2020: I got “stranded” in Japan due to COVID. But that became the starting point for my current photography work.

I’ve always been drawn to landscapes, but as I traveled by bicycle and on foot, recording everyday scenes, I realized my heart was constantly stirred.

Whether natural scenery or urban landscapes, places locals take for granted appear utterly fresh to me as a Frenchman. It is precisely this unfamiliarity that creates the charm. I cannot look without curiosity—that very sensation is the origin of my photography.

Here, the concept of “charm” entered my life and work, and it has remained with me ever since. Charm is ever-present in my work, deeply connected to the contextual memory of the moment I experienced it, the sensations I felt, and the senses that were stimulated. I express it as a vision of the entire place. It encompasses not only physical elements but also intangible ones like color, light, and sound, all blending together to create a dreamlike harmony.

This is the means through which I convey “the identity of the place” in my creative work.

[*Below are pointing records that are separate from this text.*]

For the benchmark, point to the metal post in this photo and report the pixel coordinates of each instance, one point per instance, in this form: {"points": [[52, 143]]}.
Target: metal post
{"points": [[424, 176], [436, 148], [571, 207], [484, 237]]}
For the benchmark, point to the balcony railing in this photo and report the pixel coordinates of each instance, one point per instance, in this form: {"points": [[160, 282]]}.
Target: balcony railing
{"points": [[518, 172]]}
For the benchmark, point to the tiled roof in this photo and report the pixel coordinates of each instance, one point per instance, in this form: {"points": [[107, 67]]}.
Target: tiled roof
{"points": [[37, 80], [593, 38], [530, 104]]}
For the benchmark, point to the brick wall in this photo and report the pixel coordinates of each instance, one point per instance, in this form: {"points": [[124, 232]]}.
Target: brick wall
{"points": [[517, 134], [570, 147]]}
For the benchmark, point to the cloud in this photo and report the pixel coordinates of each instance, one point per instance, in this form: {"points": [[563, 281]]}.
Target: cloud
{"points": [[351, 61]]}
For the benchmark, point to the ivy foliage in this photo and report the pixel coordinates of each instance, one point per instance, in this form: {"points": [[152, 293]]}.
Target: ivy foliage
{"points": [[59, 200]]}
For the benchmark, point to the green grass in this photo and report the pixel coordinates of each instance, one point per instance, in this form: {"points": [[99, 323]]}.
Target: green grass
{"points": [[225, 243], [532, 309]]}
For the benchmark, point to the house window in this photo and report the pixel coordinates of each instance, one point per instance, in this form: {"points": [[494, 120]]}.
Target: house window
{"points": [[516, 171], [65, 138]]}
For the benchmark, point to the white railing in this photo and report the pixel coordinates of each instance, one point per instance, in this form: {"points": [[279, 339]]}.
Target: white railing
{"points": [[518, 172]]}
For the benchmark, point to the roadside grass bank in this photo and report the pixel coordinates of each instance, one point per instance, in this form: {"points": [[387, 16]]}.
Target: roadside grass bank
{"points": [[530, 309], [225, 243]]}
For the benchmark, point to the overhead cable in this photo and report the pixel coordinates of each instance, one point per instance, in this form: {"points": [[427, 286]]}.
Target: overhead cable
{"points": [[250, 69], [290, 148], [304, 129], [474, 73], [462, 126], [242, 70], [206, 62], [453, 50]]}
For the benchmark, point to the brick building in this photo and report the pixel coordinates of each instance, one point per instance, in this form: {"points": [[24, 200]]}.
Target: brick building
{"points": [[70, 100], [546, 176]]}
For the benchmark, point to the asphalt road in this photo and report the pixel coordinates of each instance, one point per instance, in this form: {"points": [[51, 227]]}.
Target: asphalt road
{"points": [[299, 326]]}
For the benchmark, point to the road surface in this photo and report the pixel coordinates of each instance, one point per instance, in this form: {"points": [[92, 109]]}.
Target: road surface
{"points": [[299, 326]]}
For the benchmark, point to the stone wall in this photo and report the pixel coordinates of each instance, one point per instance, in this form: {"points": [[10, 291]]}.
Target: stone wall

Simply put, this is my personal endeavor. It has no commercial purpose; its aim is to archive the world’s “charm.” First for myself, then for our generation, and perhaps for someone in the future.

Beyond mere artistic sensibility or “artistic-sounding words,” I see charm as a “means to feel truly alive.” It is a fleeting yet sharp sensation that makes you realize, in that moment, “I am truly alive.”